There remained a steady core to her untouched by the nightmares Krysila conjured before her. The illusions made her recall that Krysila had said that, whilst she would break the others physically, she would shatter Aira’s mind. She wanted her mad and once that had been accomplished the torture might stop. If it ended she might at least be free of the cell and have a chance to help her clan. Leanan had a softer heart than her mother.
With this hopeful plan, Aira endured the horrors. She had appeared too sane, too defiant, the last time she had been let out. This time must be different.
When the door opened she was met not by Serena but by Leanan Sídhe.
Leanan laid a hand lightly on Aira’s arm saying, ‘join with us sister.’
The effect of Leanan’s appearance came like a cold trickle of revelation to Aira. Yes, there was a tug of kinship there, but not the noble, loving sisterhood that she had with the kindly Light Elves Amulas and Glimfyndor. Rather, Leanan’s bond was a heavy blanket of evil and sickness that she wanted to throw off but could not. Though her body shook and her brain burned there was a sweetness in it. Under the influence of Leanan Sidhe, the Dark Muse who imparted imagination to all she touched, vivid visions clouded Aira’s mind. She wanted to lose herself in her dreams. They were perhaps the only way she would ever see her clan again. Certainly, her imaginings were happier than ever their future could be.

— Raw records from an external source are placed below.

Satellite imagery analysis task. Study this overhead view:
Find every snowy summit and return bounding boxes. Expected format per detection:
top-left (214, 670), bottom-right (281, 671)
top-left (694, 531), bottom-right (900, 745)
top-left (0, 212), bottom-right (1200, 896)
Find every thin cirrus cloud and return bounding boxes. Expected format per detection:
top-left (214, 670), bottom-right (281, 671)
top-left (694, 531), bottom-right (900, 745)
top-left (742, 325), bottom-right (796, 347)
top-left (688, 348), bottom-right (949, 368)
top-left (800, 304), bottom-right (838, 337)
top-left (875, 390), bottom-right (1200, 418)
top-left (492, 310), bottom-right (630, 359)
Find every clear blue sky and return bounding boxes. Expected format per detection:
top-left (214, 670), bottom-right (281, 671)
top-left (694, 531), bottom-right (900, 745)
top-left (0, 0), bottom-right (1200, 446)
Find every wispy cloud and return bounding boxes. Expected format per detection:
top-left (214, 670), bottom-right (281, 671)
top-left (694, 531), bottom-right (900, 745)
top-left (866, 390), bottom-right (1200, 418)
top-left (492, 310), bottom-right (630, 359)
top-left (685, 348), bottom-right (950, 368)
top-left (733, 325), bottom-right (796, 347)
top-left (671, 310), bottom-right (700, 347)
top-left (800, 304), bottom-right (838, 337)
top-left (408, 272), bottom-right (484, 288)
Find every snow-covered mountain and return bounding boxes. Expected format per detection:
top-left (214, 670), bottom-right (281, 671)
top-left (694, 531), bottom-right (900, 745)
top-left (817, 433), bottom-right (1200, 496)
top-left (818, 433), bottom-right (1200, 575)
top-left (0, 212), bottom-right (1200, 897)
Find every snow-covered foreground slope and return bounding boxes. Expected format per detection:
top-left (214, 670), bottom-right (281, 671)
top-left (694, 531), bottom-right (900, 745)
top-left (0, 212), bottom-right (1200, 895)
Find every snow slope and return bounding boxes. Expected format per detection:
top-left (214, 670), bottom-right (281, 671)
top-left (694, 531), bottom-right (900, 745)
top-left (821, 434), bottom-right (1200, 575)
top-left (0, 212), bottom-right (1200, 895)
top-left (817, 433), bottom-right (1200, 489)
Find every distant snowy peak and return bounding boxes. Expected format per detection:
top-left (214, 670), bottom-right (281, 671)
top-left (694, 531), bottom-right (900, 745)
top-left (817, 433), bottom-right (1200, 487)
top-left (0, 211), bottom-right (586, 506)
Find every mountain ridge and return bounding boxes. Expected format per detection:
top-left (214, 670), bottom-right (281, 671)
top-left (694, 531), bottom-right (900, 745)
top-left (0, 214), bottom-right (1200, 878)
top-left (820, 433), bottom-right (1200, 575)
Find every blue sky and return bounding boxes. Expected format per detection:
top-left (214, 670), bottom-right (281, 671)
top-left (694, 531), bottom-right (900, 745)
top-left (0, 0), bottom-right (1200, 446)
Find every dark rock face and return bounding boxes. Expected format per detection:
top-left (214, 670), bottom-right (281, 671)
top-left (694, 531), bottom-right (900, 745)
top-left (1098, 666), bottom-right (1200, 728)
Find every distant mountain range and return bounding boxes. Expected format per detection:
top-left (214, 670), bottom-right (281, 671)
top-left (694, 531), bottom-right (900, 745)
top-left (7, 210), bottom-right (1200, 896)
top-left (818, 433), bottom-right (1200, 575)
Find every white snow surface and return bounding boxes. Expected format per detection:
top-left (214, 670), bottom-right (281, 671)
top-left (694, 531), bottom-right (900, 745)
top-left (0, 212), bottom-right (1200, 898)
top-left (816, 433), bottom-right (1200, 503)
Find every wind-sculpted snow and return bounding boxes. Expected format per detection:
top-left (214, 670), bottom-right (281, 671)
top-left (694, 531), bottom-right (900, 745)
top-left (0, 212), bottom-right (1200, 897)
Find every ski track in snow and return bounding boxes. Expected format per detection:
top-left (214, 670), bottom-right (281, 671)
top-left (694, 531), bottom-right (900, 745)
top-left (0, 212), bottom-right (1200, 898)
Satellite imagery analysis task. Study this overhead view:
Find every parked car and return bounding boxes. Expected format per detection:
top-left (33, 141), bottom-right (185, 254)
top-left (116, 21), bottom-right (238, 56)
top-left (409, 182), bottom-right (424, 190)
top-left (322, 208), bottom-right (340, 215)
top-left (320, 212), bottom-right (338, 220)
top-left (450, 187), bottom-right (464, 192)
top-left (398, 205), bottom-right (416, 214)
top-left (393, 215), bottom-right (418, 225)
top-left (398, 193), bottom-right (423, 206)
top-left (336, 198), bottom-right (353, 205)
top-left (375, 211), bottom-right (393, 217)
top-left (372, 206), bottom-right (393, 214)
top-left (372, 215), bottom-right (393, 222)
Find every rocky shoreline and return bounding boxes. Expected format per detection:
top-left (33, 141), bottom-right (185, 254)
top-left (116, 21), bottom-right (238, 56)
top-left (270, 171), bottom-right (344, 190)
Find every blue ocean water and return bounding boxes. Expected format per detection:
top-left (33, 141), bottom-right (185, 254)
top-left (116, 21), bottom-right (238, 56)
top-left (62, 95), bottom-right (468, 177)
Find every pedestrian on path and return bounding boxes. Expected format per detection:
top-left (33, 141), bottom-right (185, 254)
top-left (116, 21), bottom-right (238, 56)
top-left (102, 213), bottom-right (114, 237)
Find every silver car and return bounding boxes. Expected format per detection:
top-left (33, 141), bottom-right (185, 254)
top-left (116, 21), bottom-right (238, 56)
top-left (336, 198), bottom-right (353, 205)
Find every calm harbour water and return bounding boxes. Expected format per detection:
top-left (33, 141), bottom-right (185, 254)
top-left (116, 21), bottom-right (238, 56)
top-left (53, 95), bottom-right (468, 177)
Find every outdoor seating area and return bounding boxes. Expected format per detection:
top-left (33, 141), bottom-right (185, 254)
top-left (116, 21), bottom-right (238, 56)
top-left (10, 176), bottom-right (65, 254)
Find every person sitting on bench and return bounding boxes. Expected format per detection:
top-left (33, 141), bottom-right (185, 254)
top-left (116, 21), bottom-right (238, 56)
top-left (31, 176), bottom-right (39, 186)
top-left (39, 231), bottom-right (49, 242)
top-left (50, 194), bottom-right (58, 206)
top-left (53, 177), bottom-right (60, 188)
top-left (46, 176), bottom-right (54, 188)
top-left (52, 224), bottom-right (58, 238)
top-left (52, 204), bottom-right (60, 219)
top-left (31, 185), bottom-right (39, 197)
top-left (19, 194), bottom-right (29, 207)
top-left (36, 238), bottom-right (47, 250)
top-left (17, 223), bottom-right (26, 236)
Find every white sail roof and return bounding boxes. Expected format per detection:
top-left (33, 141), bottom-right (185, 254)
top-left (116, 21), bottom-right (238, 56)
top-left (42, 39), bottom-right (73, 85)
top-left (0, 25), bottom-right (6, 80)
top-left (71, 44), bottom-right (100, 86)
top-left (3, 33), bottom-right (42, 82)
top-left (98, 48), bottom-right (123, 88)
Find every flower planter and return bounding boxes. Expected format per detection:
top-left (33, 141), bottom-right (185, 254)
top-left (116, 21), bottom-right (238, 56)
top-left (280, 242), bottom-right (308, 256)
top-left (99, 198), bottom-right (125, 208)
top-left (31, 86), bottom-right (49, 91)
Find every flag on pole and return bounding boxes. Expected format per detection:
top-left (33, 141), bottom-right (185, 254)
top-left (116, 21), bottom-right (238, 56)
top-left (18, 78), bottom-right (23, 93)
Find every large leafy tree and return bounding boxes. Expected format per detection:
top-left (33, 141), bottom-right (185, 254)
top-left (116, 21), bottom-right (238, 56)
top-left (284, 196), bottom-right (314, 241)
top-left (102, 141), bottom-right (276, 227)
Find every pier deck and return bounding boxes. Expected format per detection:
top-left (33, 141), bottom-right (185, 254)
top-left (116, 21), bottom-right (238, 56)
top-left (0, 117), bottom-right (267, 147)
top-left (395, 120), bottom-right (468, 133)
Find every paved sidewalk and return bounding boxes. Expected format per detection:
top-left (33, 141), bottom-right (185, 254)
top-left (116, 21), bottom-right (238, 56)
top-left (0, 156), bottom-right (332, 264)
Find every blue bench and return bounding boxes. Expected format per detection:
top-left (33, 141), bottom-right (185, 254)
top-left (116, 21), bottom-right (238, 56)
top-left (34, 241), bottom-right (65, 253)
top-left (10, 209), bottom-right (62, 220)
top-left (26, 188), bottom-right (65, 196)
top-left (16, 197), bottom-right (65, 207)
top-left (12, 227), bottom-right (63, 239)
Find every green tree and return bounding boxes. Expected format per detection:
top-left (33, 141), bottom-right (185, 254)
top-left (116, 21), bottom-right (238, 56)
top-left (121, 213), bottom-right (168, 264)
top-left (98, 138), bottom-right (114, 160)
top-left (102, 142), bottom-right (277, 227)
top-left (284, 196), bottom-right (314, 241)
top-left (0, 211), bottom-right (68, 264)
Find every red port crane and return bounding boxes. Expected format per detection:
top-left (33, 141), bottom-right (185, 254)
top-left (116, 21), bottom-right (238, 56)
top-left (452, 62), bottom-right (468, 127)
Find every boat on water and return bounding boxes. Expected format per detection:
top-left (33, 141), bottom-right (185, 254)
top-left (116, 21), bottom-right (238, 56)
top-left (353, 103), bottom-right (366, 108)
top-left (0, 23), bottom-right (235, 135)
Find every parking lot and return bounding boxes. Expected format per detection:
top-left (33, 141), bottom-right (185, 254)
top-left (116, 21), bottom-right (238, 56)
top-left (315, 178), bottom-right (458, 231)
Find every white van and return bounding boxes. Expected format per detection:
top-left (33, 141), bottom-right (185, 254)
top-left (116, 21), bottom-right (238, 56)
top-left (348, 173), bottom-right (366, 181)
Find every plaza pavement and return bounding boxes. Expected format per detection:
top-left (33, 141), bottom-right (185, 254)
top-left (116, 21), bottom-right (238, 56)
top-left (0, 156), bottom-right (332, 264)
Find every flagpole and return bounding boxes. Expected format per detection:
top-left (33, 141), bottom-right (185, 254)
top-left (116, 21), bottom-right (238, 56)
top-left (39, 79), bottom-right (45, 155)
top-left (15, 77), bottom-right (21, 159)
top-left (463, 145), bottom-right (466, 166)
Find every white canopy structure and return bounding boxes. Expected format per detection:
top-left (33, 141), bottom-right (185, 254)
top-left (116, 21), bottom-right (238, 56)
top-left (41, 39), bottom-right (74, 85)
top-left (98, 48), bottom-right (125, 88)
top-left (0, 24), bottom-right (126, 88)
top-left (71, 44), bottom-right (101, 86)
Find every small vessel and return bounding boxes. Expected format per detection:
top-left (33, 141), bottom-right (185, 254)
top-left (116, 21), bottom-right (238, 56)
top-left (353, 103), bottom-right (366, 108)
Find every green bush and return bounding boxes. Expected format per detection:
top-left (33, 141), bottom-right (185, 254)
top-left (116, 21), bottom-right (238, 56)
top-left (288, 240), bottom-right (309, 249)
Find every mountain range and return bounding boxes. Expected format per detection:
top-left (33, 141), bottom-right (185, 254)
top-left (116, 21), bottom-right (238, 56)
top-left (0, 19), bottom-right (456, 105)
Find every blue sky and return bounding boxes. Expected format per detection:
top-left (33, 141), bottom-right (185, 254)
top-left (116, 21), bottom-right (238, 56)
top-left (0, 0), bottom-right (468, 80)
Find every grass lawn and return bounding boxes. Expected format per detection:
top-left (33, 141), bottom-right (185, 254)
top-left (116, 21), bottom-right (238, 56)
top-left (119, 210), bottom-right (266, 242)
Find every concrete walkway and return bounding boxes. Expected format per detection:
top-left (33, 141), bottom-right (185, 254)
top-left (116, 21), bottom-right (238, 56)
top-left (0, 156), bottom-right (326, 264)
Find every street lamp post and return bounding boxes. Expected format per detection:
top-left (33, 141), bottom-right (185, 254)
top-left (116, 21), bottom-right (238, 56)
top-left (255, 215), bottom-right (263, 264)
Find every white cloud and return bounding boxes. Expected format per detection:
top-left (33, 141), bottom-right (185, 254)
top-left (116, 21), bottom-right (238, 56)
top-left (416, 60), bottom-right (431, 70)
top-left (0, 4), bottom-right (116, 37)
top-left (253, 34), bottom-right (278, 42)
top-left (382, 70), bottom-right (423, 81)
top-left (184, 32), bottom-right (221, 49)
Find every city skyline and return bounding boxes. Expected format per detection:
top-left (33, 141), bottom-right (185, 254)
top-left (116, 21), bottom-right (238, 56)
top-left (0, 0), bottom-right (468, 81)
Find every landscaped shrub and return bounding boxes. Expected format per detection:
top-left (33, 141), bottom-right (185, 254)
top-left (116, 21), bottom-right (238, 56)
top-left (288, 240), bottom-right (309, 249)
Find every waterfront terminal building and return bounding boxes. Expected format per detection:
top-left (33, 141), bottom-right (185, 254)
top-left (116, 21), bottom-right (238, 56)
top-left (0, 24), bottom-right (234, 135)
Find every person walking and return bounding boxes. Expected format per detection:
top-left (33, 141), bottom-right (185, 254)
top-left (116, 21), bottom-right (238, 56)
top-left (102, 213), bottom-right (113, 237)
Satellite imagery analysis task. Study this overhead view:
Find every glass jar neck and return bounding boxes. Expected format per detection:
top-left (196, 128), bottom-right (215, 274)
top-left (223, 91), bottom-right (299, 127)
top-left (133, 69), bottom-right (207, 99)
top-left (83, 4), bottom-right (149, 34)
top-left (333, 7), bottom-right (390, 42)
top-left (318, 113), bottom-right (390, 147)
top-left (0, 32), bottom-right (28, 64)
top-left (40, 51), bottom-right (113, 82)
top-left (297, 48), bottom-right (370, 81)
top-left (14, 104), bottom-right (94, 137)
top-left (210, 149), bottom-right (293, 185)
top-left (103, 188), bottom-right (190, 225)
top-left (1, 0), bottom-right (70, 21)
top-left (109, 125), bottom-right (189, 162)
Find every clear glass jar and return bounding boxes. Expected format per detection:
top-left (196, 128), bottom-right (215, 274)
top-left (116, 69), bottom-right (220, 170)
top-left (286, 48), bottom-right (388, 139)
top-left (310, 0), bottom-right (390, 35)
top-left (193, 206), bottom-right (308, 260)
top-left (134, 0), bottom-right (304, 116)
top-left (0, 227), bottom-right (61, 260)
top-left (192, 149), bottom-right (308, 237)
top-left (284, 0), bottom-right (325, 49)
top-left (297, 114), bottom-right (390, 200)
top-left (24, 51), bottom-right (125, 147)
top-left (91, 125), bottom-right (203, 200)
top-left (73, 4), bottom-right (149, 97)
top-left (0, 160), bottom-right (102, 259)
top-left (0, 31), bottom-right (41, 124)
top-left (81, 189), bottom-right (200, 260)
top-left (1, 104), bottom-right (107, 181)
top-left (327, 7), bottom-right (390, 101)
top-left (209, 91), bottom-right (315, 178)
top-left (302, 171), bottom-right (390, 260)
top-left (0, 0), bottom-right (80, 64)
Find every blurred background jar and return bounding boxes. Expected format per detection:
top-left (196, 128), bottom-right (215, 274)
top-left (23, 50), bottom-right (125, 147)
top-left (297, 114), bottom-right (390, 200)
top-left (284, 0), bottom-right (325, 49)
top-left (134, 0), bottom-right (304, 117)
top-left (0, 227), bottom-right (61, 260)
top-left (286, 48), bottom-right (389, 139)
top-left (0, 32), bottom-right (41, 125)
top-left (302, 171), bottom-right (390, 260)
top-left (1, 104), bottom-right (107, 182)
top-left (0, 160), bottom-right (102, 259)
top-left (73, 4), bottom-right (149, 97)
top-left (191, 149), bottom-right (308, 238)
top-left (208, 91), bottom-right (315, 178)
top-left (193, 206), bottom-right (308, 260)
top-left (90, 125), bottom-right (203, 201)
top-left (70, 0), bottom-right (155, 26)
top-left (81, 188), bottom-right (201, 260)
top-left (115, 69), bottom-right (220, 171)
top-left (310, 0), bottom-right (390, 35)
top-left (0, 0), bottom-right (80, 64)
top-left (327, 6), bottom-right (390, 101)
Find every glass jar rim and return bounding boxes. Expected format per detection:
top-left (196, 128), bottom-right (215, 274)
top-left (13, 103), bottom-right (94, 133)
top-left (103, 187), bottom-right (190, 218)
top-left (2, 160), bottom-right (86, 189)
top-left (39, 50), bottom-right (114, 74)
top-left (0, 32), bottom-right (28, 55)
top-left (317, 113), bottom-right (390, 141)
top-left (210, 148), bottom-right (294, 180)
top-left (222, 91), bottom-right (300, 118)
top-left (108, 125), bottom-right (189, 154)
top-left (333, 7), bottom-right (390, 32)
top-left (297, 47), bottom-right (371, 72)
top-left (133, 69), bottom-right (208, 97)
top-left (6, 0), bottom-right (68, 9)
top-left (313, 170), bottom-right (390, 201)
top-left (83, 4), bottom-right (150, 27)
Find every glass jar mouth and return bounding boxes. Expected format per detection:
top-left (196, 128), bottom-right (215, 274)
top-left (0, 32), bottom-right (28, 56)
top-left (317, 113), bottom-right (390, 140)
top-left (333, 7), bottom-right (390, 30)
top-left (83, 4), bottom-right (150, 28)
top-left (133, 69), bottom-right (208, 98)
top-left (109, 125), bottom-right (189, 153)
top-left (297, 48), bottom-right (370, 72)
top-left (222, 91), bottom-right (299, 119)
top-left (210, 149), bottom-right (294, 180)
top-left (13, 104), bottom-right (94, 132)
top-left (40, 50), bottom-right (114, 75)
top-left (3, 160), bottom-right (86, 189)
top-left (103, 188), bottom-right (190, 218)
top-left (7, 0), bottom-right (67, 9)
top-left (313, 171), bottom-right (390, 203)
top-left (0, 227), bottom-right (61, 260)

Concern etched Leanan’s face as Aira threw herself at her waist, sobbing. When Leanan drew her back to wipe her face, Aira pawed the air feebly. A fixed look held her eyes, but she smiled. Klaufi had once called her a little doll and she could easily be childlike. She began to rave for her doll and to describe the pretty clothes she would make for it, heedless of all else.
Leanan furrowed her brow in genuine distress. ‘Oh, you poor thing. Your mind was once so much brighter and better than mine.’
‘You choose it to be that way,’ Aira could not resist saying.
‘I suppose I always knew something must destroy you. Brownies are mortal after all. I forget that. My family and I have sold ourselves to the devil in return for eternal life, making the bargain that we will torture souls after judgment.’
‘But it’s not heaven, you’ll not know true happiness,’ Aira said.
‘Perhaps, but one may get used to hellfire after a while and torturing others is not without pleasure for me. I find ample occupation in wringing the hearts of my knights. Why not join me? The way to heaven is narrow and fraught with stones, this other is easy.’
‘You brownies delight in choosing a difficult path.’
‘If that is so then you will enjoy spending more time in the cell.’ Serena made to place Aira back for further torture.
Never doubting that her mother’s torture had succeeded, Leanan led Aira away, rapidly acquiescing to her pleas not to be put back but to be allowed to stay with her. Leanan told her handmaidens that she wanted to keep Aira as her pet brownie and they all made a fuss of her. They agreed that her services as a seamstress and lady’s maid would be most welcome.
Any hope that she had of escaping and finding her clan was quickly dashed. Leanan took her to a suite of rooms which she had furnished simply yet prettily, as she thought Aira should like them, with furniture in brownie size. Only Leanan had the key and as time passed she grew tired of Aira and visited rarely, leaving her confined.